Die Arbeit geht der Frage nach, inwieweit es sinnvoll ist, auch in Deutschland eine Zuckersteuer einzuführen. Von Fruchtsäften, über Eistees und Schorlen bis hin zu Soft- oder Energydrinks, die Hersteller bieten ganz unterschiedliche Produkte für jedermann Geschmack an. All diese Produkte enthalten jedoch versteckten Zucker. Durch den Zucker empfindet der Mensch nicht nur ein Wohlbefinden, er aktiviert auch gleichzeitig das Belohnungssystem. Die Folge: Wir wollen mehr davon, sodass im Schnitt jeder Deutsche am Tag mehr Zucker zu sich nimmt, als ihm tatsächlich bewusst ist. Das fatale daran ist, dass sich das Verlangen mit der Zeit zu einem suchtähnlichen Verhalten entwickeln kann. Daher warnt auch die Verbraucher-Organisation Foodwatch vor einem übermäßigen Konsum zuckerhaltiger Getränke und immer mehr Ärzte, Verbraucherschützer und Politiker fordern eine Besteuerung auf zuckerhaltige Getränke und Lebensmittel.

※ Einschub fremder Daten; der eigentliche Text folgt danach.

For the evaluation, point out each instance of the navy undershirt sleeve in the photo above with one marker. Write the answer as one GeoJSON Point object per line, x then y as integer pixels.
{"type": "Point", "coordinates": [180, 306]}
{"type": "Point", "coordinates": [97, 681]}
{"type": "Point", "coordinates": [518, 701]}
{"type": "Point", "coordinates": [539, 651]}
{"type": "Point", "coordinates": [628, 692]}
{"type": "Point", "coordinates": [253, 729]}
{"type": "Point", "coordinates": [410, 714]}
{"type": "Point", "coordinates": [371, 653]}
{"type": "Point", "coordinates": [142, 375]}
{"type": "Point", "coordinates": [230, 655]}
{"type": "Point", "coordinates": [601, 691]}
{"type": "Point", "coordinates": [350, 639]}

Doch ist eine sogenannte Zuckersteuer in Deutschland überhaupt sinnvoll? Lässt sich mit einer weiteren Steuer auf Genussmittel, wie sie zum Beispiel für Tabak oder Alkohol erhoben wird, tatsächlich die Ernährung eines jeden Einzelnen steuern? Es werden Argumente angeführt, die für beziehungsweise gegen die Einführung sprechen, um so zu entscheiden, ob eine Zuckersteuer letztlich erforderlich ist oder es doch alternative Lösungsansätze gibt.
Inhaltsverzeichnis
1. Einleitung
2. Die Geschichte des Zuckers
3. Eine neue Steuerart auf zuckerhaltige Getränke und Lebensmittel
3.1 Die Funktionen von Steuern
3.2 Forderungen der Weltgesundheitsorganisation
3.3 Die Zuckersteuer am Beispiel von Großbritannien
3.4 Pro und Contra Analyse über die Notwendigkeit einer Zuckersteuer
4. Handlungsempfehlungen
5. Fazit und Ausblick
Zielsetzung & Themen
Die Arbeit untersucht kritisch, ob die Einführung einer Zuckersteuer in Deutschland ein sinnvolles Instrument zur Bekämpfung von Übergewicht und ernährungsbedingten Krankheiten darstellt. Dabei wird analysiert, ob eine solche Steuer tatsächlich das Konsumverhalten steuern kann oder ob alternative Lösungsansätze effektiver sind.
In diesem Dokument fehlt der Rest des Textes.